Peter nodded. “That was impressive. Particularly the redirect, away from you—”
“Answer the damn question.”
“Because I desperately want to be Maddie’s father,” he told her quietly. “More even than I want to be a SEAL.”
Shay felt her heart go into her throat. She’d written that line countless times, but she’d never actually felt as if it—her emotion—was on the verge of choking her. Not until now.

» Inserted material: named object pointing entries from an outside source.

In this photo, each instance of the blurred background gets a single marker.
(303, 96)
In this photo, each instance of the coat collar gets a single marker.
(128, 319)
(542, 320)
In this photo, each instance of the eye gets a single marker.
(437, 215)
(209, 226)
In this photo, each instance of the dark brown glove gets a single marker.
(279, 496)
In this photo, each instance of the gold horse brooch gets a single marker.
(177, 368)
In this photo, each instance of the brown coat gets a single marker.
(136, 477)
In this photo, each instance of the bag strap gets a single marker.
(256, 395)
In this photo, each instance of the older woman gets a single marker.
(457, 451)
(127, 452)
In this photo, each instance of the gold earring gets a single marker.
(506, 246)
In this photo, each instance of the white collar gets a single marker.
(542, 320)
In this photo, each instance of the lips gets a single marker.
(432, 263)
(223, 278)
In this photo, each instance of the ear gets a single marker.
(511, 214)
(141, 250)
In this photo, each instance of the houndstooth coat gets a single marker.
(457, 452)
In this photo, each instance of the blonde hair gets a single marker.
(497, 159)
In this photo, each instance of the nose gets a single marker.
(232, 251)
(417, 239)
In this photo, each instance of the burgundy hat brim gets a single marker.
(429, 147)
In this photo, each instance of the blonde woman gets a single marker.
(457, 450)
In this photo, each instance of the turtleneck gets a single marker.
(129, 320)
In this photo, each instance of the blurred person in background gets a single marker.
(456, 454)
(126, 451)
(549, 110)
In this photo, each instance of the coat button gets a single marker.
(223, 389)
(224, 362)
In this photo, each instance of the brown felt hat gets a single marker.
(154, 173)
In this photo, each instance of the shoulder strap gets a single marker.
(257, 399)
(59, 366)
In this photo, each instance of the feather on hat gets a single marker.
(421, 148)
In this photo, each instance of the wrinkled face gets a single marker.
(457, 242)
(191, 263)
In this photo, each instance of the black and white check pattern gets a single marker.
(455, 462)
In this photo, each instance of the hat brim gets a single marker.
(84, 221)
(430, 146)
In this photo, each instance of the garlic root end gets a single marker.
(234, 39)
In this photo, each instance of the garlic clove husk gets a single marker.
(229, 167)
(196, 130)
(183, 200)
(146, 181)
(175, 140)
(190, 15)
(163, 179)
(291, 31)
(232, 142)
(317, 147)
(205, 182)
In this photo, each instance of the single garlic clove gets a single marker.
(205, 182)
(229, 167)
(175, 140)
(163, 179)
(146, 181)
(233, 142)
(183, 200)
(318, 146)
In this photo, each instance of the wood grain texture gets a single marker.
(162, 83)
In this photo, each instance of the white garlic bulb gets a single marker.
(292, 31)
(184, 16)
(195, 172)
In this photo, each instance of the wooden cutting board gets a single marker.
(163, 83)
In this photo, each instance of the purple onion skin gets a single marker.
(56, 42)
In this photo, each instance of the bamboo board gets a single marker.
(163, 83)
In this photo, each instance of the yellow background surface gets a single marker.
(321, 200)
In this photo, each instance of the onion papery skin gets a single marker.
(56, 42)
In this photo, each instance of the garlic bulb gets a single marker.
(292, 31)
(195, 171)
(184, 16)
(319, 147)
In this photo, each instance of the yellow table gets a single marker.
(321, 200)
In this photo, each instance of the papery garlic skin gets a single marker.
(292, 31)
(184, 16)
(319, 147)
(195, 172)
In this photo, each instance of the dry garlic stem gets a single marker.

So. Now I’m completely in love with you. Things not to say aloud.
Instead, she cleared her throat. “Okay, that’s valid. And deeply appreciated. But step outside of the, uh, gooey bubble of parental love for just a sec and look hard at the logistics. Maddie’s fifteen. In three years, she’ll be graduating high school and going off to college. I’m facing that next year with Tevin, and Frankie’s right behind him. And that scares me even more, because even though right now I’m a not-writer, I’m also still something important: I’m Tevin and Frank’s mom. And I love that job, but it’s got an end date. And yeah, yeah, I’m going to be their mother forever, and I know they’re going to need me—at times—when they’re twenty and even when they’re fifty and seventy, and I will be there for them. Shit, even after I’m dead, I’m gonna be there for them. I know that. I do. But the job gets a whole hell of a lot less work-intensive when they no longer live in your home. And when I look three years into my future, I see myself dropping Frank off at college and coming home to an empty, lonely, too-quiet house where I will wake up filled with dread until I finally just don’t get out of bed, unless it’s Parents’ Weekend or Thanksgiving.”
Nothing sexier than announcing to the man you’re having crazy hot sex with that you anticipate sliding into debilitating depression in the relatively near future. Run, run, as fast as you can….
But Peter couldn’t run, because he was trapped in his truck with her. So she kept going, bringing this discussion back to him. “Best-case scenario, you have three years to be Maddie’s father twenty-four/seven, and frankly? There’s not a fifteen-year-old girl alive who wants her father helicoptering around her every damn minute of the day. You’re going to have a lot of free time on your hands out there in Palm Springs. And in three years…? That’s gonna increase. I know exactly nothing about the U.S. Navy’s hiring practices, but…if you resign now, can you un-resign in three years?”